A vice-diretora da EC 01 de Planaltina, Kamila de Sá, conta que desde a descoberta da verdadeira idade da escola, o empenho da gestão foi em conhecer mais sobre o passado da unidade para repassar às crianças da instituição. Porém, segundo a educadora, a dificuldade de achar documentos antigos sempre foi um grande obstáculo.

Foto: Gabriel de Sousa

“A gente diz que a história da Escola Classe 01 é diversa ou confusa, porque a gente não consegue restaurar esses documentos. A gente também não conseguiu o acesso a eles, e queremos saber mais sobre o que aconteceu antes de virmos para cá”, conta a vice-diretora.

Kamila reflete que as documentações e registros antigos poderiam se tornar objetos de aprendizagem, fazendo com que os pequenos tenham mais afeto pela escola em que estudam. “O espaço configura o pensamento, então a gente precisava saber de onde a gente veio, como começou, quem é a nossa escola e as nossas raízes, para passar para os nossos alunos. O que encanta nessas fotografias antigas é a gente ver isso e saber que é de verdade que essas pessoas existiram e que isso é a história viva”, afirma.

Em contato com a equipe de reportagem do Jornal de Brasília, a Secretaria de Educação de Estado de Goiás (SEDUC/GO), que pelo fato de ter sido a entidade estadual gestora da escola de 1929 à 1960, pode possuir documentos antigos do Grupo Escolar Brasil Caiado ou São Sebastião, informou que já notificou o setor responsável pelo arquivamento históricos das unidades de ensino, e que irá nos informar sobre a existência dos registros.

Estudantes se sentem “pisando em uma história”

O estudante do 5º ano da Escola Classe 01 de Planaltina, Enzo Pereira, de 10 anos, não mediu palavras para expor o amor pela escola que está o preparando para fazer história no futuro, com o mesmo impacto que a instituição fez no passado. “Eu adoro estudar aqui, é muito bom.
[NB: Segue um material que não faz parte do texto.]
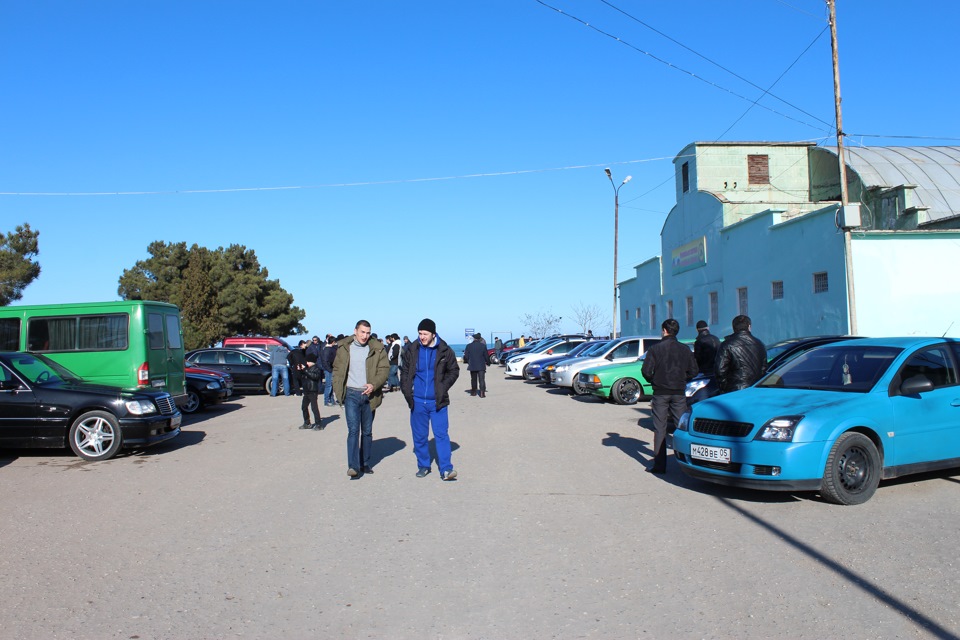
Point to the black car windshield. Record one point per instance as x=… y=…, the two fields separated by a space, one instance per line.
x=851 y=368
x=39 y=370
x=594 y=348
Aqui é fresquinho, aqui as professoras são boas e os professores também, aqui tem muito lugar verde”, conta o pequeno

Foto: Kamila de Sá

Ao ser informado pelas suas professoras sobre os 93 anos de atuação da sua escola, Enzo, em poucas palavras, contou o que sente em poder aprender em uma instalação diferente de todas as outras: “Eu sinto que eu estou pisando em uma história”.
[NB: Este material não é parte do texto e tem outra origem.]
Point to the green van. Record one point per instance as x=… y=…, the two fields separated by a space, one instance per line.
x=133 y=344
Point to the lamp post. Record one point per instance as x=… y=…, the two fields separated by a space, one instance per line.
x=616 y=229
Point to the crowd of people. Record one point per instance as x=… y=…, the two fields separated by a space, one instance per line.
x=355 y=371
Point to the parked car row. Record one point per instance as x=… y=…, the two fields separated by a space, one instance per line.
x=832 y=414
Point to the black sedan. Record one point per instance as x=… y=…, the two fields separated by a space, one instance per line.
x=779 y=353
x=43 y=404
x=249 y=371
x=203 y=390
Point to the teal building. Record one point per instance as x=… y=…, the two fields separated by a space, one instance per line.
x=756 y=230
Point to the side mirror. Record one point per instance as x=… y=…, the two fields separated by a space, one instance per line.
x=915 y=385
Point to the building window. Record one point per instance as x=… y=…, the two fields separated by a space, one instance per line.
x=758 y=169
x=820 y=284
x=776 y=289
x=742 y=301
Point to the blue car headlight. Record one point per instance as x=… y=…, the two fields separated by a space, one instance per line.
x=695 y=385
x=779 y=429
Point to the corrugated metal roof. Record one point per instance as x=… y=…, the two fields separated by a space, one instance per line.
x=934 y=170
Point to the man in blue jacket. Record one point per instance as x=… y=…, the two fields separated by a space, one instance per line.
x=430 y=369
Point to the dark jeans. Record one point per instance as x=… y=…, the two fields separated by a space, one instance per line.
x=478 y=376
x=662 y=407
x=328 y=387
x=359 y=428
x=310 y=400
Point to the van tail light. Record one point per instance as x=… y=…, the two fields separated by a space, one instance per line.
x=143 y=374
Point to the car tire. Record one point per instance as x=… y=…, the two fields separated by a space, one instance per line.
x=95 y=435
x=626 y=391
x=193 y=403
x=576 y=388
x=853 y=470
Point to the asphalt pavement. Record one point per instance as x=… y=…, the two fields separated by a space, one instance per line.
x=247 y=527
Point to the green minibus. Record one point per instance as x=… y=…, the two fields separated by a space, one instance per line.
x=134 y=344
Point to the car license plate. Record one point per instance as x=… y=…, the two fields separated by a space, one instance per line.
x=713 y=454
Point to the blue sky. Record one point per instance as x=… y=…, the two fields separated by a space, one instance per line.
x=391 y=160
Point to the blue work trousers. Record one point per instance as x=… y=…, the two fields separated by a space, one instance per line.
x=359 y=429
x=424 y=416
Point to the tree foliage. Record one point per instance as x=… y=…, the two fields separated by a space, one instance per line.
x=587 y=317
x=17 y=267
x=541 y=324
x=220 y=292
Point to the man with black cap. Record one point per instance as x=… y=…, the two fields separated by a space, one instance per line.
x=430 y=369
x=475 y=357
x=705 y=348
A área verde da instituição de ensino também é uma das qualidades preferidas da estudante do 5º ano Yasmin Vitória, de 11 anos. Além disso, os eventos realizados na escola também a cativam “Aqui a gente tem espetáculo, tem apresentação, tem muita área verde, tem muitas coisas boas aqui”, conta a estudante.

De acordo com a diretora da instituição, Anayara Karinni, o espaço físico do EC 1 de Planaltina, ao mesmo tempo que é enaltecido pelos estudantes, sente a falta de estruturas importantes como uma quadra coberta para a prática de esportes, um auditório para eventos e um refeitório.
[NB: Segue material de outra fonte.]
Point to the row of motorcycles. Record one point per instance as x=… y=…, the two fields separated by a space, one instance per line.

“Nós precisamos muito de uma quadra, não temos quadra para os meninos. Além da nossa escola ser a mais antiga, ela também é polo de surdez, então a gente necessita muito de um refeitório em que as crianças do ensino especial possam almoçar e lanchar com dignidade, e além disso precisamos muito de um auditório para apresentações, nós só temos um pátio pequeno. A nossa escola tem muito espaço e muita manutenção para fazer.”, afirma Anayara.